Recipe by Sharon A. H
This is a delicious way to make Reubens from your leftover Corned Beef and Cabbage! My DH likes it better than the original Reubens because it uses the leftover cabbage instead of sauerkraut (less "pickled" taste). I recommend reheating the corned beef and cabbage in the microwave or on the stove prior to assembly.
- 8 -12 slices corned beef, thinly sliced
- 8 slices marbled rye bread
- 8 slices swiss cheese
- 2 cups cooked cabbage, drained
- thousand island dressing
- butter or mayonnaise
Directions See How It's Made
- Spread each slice of bread with either butter or mayonnaise.
- Place 4 slices of bread buttered side down on hot griddle. If using a skillet, make 2 sandwiches at a time.

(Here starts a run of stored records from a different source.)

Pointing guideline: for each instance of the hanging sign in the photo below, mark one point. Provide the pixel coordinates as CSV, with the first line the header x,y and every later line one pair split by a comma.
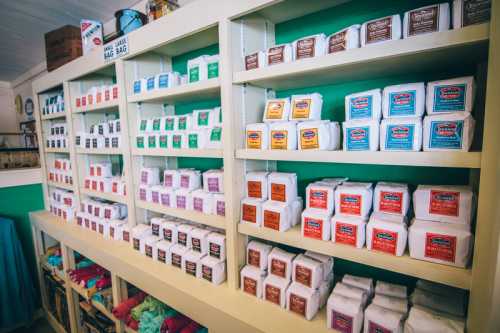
x,y
116,49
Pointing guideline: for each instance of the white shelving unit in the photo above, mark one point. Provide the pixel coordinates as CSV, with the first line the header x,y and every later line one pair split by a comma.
x,y
239,28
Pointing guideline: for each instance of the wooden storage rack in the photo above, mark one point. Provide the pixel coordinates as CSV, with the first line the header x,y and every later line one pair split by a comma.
x,y
225,308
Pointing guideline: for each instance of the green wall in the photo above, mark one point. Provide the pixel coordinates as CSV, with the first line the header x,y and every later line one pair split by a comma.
x,y
15,203
332,20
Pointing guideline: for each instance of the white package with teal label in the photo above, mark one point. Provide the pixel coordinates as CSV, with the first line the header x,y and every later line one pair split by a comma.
x,y
401,134
404,100
453,95
364,105
361,135
448,132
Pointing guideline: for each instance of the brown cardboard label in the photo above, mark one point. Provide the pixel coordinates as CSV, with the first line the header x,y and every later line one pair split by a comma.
x,y
423,20
253,258
298,304
475,11
276,55
272,220
252,61
337,42
278,267
250,286
305,48
303,275
379,30
272,294
254,189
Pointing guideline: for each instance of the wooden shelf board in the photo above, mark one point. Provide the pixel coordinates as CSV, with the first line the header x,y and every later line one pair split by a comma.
x,y
453,276
210,220
187,92
195,298
431,51
61,185
106,196
104,107
102,151
199,153
430,159
56,115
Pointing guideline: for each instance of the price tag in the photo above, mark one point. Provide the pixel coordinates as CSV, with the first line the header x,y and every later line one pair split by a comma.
x,y
116,49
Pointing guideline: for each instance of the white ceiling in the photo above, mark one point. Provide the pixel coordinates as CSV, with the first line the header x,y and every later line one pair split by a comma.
x,y
24,22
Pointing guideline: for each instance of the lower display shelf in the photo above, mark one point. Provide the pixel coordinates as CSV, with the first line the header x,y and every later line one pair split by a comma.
x,y
210,220
453,276
217,307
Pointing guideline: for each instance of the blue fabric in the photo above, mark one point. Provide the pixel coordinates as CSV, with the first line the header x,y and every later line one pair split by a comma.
x,y
17,294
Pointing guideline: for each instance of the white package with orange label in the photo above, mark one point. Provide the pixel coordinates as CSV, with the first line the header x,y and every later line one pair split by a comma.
x,y
444,243
279,263
348,230
316,224
318,135
387,233
354,198
306,107
257,185
391,198
283,135
445,203
277,109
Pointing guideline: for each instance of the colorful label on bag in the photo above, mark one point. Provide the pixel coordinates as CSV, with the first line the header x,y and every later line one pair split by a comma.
x,y
313,228
275,109
163,81
206,272
446,134
350,204
249,213
272,294
272,220
399,137
379,30
278,192
301,108
446,203
442,247
254,139
253,258
249,286
318,199
213,70
278,267
341,322
402,103
214,250
423,20
150,84
391,202
303,275
384,241
298,304
279,140
358,138
449,98
309,138
346,233
361,107
193,141
254,189
194,74
337,42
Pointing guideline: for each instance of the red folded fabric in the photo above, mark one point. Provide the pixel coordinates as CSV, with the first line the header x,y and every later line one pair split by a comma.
x,y
175,324
122,310
192,327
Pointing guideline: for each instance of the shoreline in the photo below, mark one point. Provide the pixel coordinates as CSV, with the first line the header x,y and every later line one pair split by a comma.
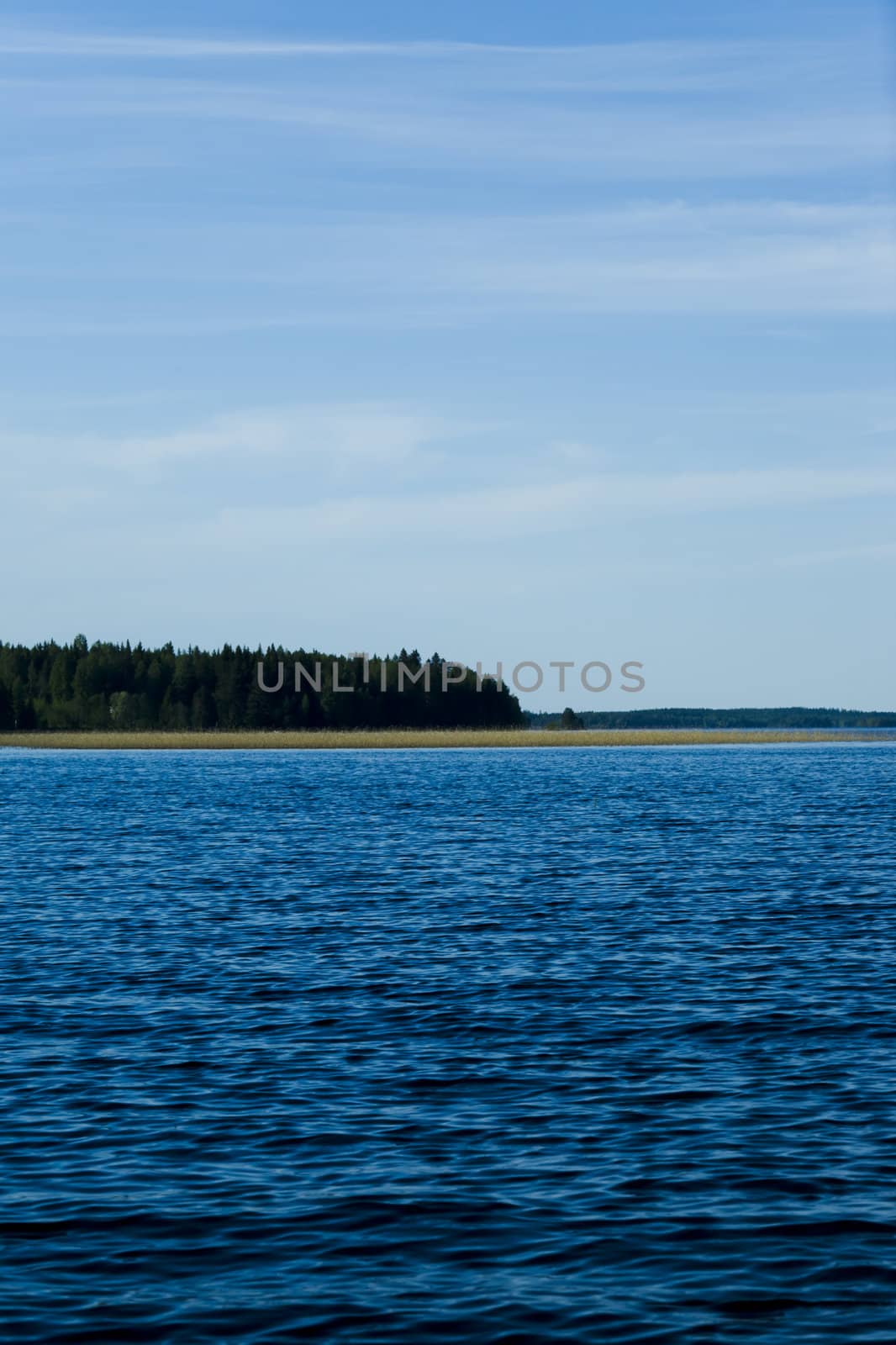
x,y
326,740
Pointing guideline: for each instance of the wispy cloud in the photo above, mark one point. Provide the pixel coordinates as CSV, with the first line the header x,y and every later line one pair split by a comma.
x,y
505,513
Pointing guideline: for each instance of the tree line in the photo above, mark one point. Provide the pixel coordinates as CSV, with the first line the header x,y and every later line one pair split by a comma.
x,y
124,686
786,717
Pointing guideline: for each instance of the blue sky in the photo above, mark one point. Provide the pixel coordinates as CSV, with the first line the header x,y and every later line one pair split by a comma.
x,y
502,331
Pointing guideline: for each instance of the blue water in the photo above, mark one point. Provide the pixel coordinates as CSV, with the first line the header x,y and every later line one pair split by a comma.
x,y
490,1047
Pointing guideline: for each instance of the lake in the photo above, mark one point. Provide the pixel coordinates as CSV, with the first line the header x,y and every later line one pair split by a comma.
x,y
455,1046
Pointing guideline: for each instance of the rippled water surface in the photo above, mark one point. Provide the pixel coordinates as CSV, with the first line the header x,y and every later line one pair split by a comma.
x,y
494,1047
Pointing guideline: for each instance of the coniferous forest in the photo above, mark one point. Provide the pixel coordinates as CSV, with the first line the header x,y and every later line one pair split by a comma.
x,y
124,686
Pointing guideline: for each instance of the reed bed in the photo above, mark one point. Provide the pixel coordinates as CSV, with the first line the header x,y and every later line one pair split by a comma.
x,y
392,739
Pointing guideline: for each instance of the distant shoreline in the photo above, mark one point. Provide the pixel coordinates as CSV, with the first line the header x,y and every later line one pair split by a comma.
x,y
397,739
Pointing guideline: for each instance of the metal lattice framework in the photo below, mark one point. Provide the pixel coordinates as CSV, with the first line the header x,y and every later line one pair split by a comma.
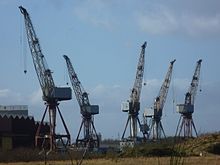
x,y
186,110
133,105
88,111
156,127
51,94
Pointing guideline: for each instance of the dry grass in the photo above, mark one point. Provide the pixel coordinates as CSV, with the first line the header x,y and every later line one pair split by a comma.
x,y
211,160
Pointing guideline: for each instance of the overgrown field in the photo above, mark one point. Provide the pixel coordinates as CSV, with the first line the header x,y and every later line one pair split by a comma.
x,y
213,160
202,150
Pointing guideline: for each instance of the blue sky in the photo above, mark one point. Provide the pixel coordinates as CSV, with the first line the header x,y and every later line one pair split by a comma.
x,y
103,40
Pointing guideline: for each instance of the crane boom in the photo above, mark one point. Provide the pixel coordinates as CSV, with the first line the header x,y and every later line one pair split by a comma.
x,y
190,95
132,106
161,98
86,110
51,93
136,90
43,72
186,124
81,95
156,127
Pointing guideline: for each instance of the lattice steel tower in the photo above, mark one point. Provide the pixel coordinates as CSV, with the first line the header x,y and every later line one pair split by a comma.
x,y
186,125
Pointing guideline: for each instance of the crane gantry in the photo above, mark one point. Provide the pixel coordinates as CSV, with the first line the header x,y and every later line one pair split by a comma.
x,y
156,127
132,106
51,94
186,110
90,137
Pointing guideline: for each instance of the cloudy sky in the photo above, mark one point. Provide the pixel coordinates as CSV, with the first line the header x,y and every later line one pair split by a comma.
x,y
103,40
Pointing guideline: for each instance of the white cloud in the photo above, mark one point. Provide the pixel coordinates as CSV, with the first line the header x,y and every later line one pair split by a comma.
x,y
4,92
166,19
95,12
36,97
159,21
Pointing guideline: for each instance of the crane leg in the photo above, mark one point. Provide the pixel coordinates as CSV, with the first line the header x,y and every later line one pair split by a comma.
x,y
37,135
129,117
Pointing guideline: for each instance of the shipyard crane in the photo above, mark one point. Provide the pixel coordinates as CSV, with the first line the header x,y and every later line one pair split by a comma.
x,y
186,110
51,94
156,127
132,106
90,136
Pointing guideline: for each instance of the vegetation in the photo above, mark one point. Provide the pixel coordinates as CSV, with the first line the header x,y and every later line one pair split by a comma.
x,y
203,150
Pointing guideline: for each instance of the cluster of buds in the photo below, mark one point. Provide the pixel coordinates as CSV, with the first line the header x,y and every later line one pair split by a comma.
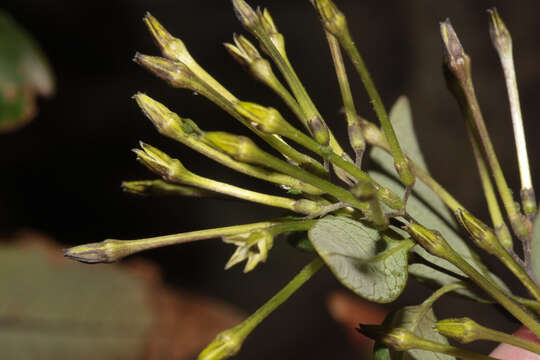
x,y
310,171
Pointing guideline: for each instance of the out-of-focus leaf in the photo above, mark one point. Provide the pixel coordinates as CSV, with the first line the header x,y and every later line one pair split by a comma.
x,y
420,320
535,255
24,74
371,265
423,205
53,308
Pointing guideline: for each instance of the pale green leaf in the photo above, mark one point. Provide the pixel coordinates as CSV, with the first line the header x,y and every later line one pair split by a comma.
x,y
53,310
423,205
371,265
24,74
535,255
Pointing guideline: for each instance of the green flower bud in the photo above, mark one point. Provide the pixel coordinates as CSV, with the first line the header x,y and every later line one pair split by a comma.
x,y
332,18
319,130
240,148
500,36
246,15
253,247
430,240
248,56
106,251
271,30
171,47
226,344
265,119
175,73
167,122
160,163
463,330
480,233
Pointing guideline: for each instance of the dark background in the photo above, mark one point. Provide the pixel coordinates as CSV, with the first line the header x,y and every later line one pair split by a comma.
x,y
61,174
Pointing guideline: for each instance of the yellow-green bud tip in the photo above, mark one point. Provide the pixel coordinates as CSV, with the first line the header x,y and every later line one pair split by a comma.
x,y
332,18
481,234
245,14
319,130
226,344
464,329
171,47
100,252
240,148
159,162
430,240
167,122
500,36
454,54
265,119
176,73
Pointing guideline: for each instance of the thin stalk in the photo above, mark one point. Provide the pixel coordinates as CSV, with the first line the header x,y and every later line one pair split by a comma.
x,y
112,250
229,342
503,234
355,133
303,206
495,293
502,41
400,162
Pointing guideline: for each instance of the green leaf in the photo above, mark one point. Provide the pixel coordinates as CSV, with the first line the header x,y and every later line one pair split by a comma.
x,y
54,310
535,254
420,320
371,265
423,205
24,73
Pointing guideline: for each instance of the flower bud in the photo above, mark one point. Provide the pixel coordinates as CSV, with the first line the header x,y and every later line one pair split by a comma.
x,y
319,130
106,251
265,119
171,47
245,14
463,330
167,122
160,163
332,18
240,148
248,56
430,240
226,344
480,233
175,73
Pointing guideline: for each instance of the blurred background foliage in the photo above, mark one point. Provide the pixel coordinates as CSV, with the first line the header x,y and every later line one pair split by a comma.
x,y
61,173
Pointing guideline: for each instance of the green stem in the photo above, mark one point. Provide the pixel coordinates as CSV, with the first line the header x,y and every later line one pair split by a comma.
x,y
500,337
111,250
400,162
358,142
304,275
275,141
494,291
303,206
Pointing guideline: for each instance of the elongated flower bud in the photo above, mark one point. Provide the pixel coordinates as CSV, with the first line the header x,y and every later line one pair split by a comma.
x,y
175,73
480,233
171,47
265,119
464,330
319,130
430,240
160,163
240,148
332,18
245,53
167,122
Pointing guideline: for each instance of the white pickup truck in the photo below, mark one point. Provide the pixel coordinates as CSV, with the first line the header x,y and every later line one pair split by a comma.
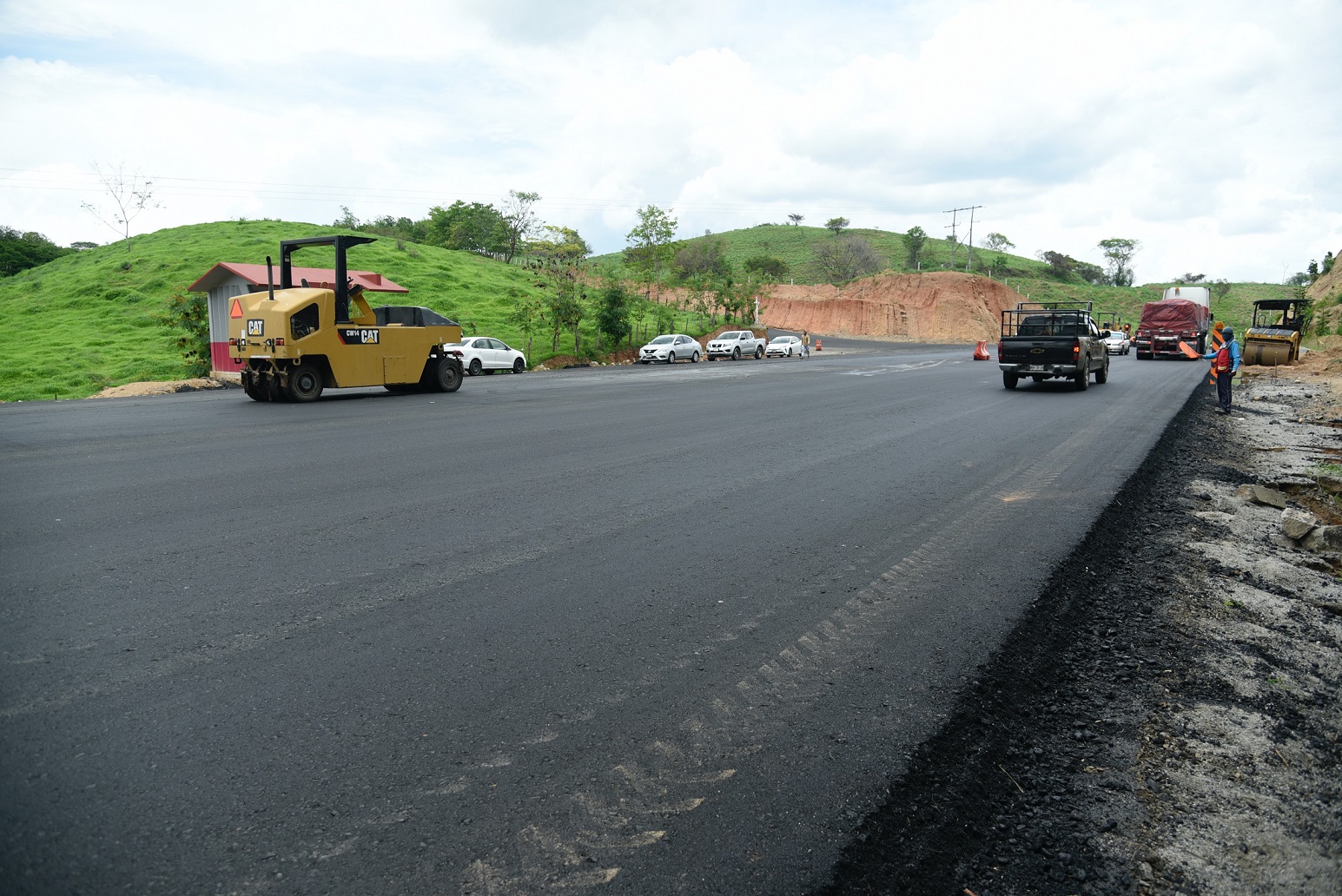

- Top bread with 2 slices of corned beef, 1-2 slices of swiss cheese, a small mound of cooked cabbage and 1-2 tablespoons of Thousand Island Dressing.
- Top each with the remaining bread, buttered side up.
- Flip over when brown.
- Compress sandwich with spatula and brown the other side.
- Remove from heat when done.
- Let stand 1-2 minutes before cutting and serving.
- Makes 4 gooey sandwiches or 8 halves.